Victorians on Broadway:
Literature, Adaptation, and the Modern American Musical
Sharon Aronofsky Weltman
Victorians on Broadway is a wide-ranging interdisciplinary study of live stage musicals from the mid- to late-twentieth century adapted from British literature written between 1837 and 1886. Investigating musical dramatizations of works by Charles Dickens, Charlotte Brontë, Christina Rossetti, Robert Louis Stevenson, and others, this book considers what cultural and interpretive work adaptations such as One Touch of Venus (1943), The King and I (1951), Oliver! (1960), Sweeney Todd (1979), The Mystery of Edwin Drood (1985), Goblin Market (1985), Jekyll and Hyde (1997), and Jane Eyre: The Musical (2000) accomplish when they premiered on Broadway and now; likewise, it interprets Victorian literature and culture through the Broadway musical, focusing on the reciprocal illumination of both source text and adaptation. Each chapter considers the adapters’ choices in understanding the originals, using unpublished archival materials and personal interviews with actors such as Rowan Atkinson and composer-lyricists such as Stephen Sondheim.

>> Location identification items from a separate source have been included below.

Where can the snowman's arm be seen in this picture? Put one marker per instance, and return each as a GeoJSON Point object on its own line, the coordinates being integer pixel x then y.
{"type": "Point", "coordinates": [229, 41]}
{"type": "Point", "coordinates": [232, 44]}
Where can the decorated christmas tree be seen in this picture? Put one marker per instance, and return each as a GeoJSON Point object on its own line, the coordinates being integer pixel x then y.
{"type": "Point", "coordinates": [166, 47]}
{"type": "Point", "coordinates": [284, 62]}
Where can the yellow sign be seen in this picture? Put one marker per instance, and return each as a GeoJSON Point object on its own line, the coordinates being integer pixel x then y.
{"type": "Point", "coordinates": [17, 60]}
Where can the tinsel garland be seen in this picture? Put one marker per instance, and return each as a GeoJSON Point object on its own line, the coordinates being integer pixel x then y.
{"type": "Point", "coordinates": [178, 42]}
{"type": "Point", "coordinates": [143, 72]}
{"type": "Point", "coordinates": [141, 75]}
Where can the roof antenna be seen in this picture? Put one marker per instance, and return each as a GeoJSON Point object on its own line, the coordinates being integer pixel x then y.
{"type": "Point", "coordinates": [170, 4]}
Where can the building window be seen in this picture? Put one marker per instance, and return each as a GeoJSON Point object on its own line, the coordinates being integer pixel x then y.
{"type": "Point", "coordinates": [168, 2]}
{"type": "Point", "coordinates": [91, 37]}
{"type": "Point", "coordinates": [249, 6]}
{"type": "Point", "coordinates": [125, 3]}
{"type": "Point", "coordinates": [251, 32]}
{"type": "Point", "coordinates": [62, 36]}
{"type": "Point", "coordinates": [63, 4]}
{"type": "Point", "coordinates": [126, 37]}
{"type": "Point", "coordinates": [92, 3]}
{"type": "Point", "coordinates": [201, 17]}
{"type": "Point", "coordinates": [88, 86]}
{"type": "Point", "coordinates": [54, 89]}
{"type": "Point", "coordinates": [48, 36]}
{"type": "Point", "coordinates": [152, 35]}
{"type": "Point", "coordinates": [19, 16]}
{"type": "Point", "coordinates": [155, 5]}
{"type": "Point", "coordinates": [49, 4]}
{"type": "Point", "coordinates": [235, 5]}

Examining not only these musicals but also their rich genealogy of prior adaptations (to the melodrama stage and to early film and intermediary cinematic or television versions) demonstrates the complexity of their heritage while revealing how fully for Broadway, “Victorian” often means “Dickensian” even when the source text is not Dickens.
Sharon Aronofsky Weltman, William E. Davis Alumni Professor of English at Louisiana State University, is author of Performing the Victorian: John Ruskin and Identity in Theater, Science, and Education, among other works.